Unfortunately TBone was in one of his more meditative moods when they debarked.  He commandeered Howie to drop QT and Robbie off at the hotel and then directed Howie to head for the ocean minus a camera man.  Howie really didn’t mind, if he could get a few questions answered on the drive.  He could then write his article in the air-conditioned rental car while TBone traipsed around in the heat.

“I heard your new song, The Blue Guitar.”  Howie remarked.

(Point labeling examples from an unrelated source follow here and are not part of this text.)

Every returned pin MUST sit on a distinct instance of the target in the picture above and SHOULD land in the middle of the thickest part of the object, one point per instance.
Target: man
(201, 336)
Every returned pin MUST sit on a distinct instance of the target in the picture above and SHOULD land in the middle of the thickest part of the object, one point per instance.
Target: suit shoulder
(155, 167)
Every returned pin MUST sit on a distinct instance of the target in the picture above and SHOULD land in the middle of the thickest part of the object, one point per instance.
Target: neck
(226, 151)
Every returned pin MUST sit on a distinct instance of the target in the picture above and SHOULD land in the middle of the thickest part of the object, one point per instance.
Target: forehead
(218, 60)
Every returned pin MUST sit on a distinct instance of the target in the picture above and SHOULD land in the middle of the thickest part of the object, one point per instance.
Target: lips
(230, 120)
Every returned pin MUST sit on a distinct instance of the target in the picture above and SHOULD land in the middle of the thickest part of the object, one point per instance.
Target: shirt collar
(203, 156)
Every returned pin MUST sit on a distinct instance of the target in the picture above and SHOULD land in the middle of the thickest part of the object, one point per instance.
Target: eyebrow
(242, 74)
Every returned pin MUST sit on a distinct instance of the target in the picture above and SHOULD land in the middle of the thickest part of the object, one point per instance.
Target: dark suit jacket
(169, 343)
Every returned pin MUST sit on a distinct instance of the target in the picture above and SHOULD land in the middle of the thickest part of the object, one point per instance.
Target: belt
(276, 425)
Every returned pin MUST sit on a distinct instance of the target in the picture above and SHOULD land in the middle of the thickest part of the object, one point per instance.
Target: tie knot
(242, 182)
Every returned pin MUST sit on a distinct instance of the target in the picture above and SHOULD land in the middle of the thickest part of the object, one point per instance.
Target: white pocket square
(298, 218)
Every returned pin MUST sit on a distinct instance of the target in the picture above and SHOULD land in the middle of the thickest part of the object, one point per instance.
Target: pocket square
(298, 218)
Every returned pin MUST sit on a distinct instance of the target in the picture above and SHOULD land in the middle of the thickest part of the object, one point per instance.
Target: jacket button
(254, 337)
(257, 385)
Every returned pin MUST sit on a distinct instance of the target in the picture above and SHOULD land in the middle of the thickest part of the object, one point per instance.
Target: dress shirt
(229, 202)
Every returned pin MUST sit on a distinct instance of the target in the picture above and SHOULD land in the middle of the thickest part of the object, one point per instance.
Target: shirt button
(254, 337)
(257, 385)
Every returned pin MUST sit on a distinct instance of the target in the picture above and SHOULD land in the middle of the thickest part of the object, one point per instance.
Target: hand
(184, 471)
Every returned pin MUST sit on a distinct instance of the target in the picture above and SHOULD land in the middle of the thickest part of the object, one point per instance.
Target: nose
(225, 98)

“Creepy,” TBone replied as he looked out the window at Seoul.

When nothing further was offered, Howie plowed ahead.  “Are you having Alcohol issues, TBone?”

“See that pagoda with the green roof?” TBone asked, “I think that is the place QT and I ate the last time we were in town.  They have great Korean Barbecue.”

“You hungry?”  Howie asked.

“Not now.  I want to get to the beach and look for materials for this instrument that is rattling around in my head.”

“That song, TBone, are you doing okay?”

“Howie, I’m doing great.  It was just a song.  It was at the end of our tour.  We were stuck at the Limbo airport with nothing to do.  I wasn’t drinking or standing at urinals all night except in my imagination.  That’s what song writing is about.  We make it up.  We create something that’s not there.”

“Art imitates life,” Howie said.

“No, life imitates art,” TBone replied and set out to build an instrument that mimicked the chirp of the yellow birds that had been hanging around the hotel courtyard while the band was in Manilla.

TBone built what he dubbed “The 3 String Wheezer”.   After several aborted attempts he was able to pick the bird’s notes almost perfectly on it’s strings.  Now those damn birds keep showing up in strange hotels in places like Norway or Iceland.  Makes you want to chuck a handful of sunflower seeds just to appease them.